I get a NameError: name 'colNames' is not defined.
i = 0
height = ['0', '5', '15', '25', '50']
while i < len(height):
colNames["height{}".format(i)] = ["A", "B_%s" % height, "C", "D"]
df["height{}".format(i)] = pd.read_csv("test%s.csv" % height, names = colNames["height{}".format(i)])
df["height{}".format(i)].drop(labels = ["A", "C"],axis = 1, inplace = True)
i += 1
Expected results
colNames0 = ["A", "B_0", "C", "D"]
df0 = pd.read_csv("test0.csv", names = colNames0])
df0.drop(labels = ["A", "C"], axis = 1, inplace = True)
...
colNames50 = ["A", "B_0", "C", "D"]
df50 = pd.read_csv("test50.csv", names = colNames50])
df50.drop(labels = ["A", "C"], axis = 1, inplace = True)
Solution 1:
Trying to name separate DataFrames in this way is a bit unwieldy in Python, but here is how I might go about writing a loop for the problem you pose:
dflist = []
for num, height in enumerate(['0', '5', '15', '25', '50']):
dflist.append(pd.read_csv('test{}.csv'.format(height), names=['A', 'B{}'.format(height), 'C', 'D'])[['B{}'.format(height), 'D']])

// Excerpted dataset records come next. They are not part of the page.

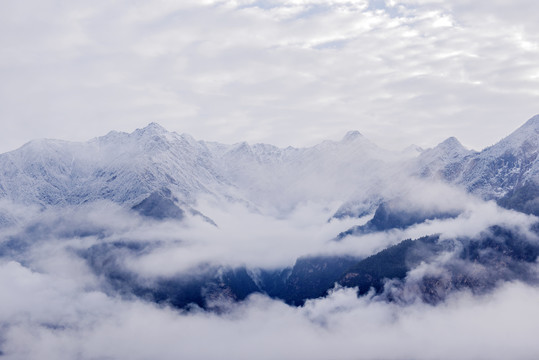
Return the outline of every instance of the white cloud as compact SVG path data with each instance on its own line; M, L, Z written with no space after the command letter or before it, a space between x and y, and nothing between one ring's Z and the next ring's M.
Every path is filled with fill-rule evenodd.
M8 0L0 12L0 149L36 137L86 139L150 121L223 142L311 145L359 129L396 148L432 146L450 135L480 148L539 112L537 2L374 5ZM45 227L31 234L24 261L0 263L0 351L9 359L539 353L539 292L521 283L483 297L454 294L436 307L400 307L339 289L302 308L257 295L223 316L186 314L106 294L103 279L74 254L106 242L152 241L159 246L144 256L121 259L152 277L201 262L274 267L308 254L367 256L404 238L470 236L493 224L534 221L435 185L397 185L388 191L402 194L408 186L405 205L431 209L437 205L431 200L443 197L447 208L465 211L337 243L329 239L356 222L327 223L334 204L303 204L287 219L202 204L214 228L195 218L187 226L156 225L110 204L58 214L3 202L23 226L3 232L1 244L30 234L26 224ZM70 233L74 228L79 233ZM85 236L88 228L102 237Z
M9 1L3 149L158 121L197 138L480 148L537 112L533 2ZM29 106L31 104L31 106Z
M456 219L333 242L329 239L358 222L328 223L337 204L301 204L286 217L274 218L239 204L199 203L218 228L197 217L183 224L146 221L106 202L28 214L17 208L13 213L20 222L3 232L0 242L16 240L21 248L15 246L13 256L3 253L0 262L0 351L8 359L505 359L536 354L539 290L533 285L501 283L483 296L454 292L437 306L413 296L408 305L399 305L373 294L357 298L355 289L335 289L303 307L253 295L228 304L220 314L185 312L119 296L80 256L92 246L149 242L137 255L104 247L103 256L117 261L120 270L151 280L200 263L289 266L303 255L367 256L405 238L476 236L493 224L523 231L536 221L441 184L402 182L392 190L401 195L395 206L464 212ZM442 254L410 272L407 280L413 285L425 273L443 275L451 260ZM538 271L536 264L530 266Z
M36 275L15 268L20 265L0 270L35 281ZM18 288L14 294L22 295ZM16 313L31 316L2 316L7 358L520 359L539 351L539 293L521 283L483 297L457 293L437 307L358 299L353 289L302 308L256 295L224 315L185 314L100 293L59 294L54 287L40 295L51 314L75 316L77 326L41 322L39 307L22 302ZM59 295L65 300L57 303Z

You would not have DataFrames named df0, df5, ..., but will rather have a list of DataFrames. Unless there is a reason to save the various column names, you can just name your columns directly in the call to pd.read_csv. Additionally, selecting only the columns you want to keep at the end of the line is a little more streamlined than dropping the others in a separate command. As a side note,
df['newname'] = value
is a way to make a new column in an existing DataFrame, not a way to define a DataFrame.
The reason you are getting a NameError is because the syntax
colNames[x] = value
assumes you are trying to assign the value to a pre-existing object named "colNames".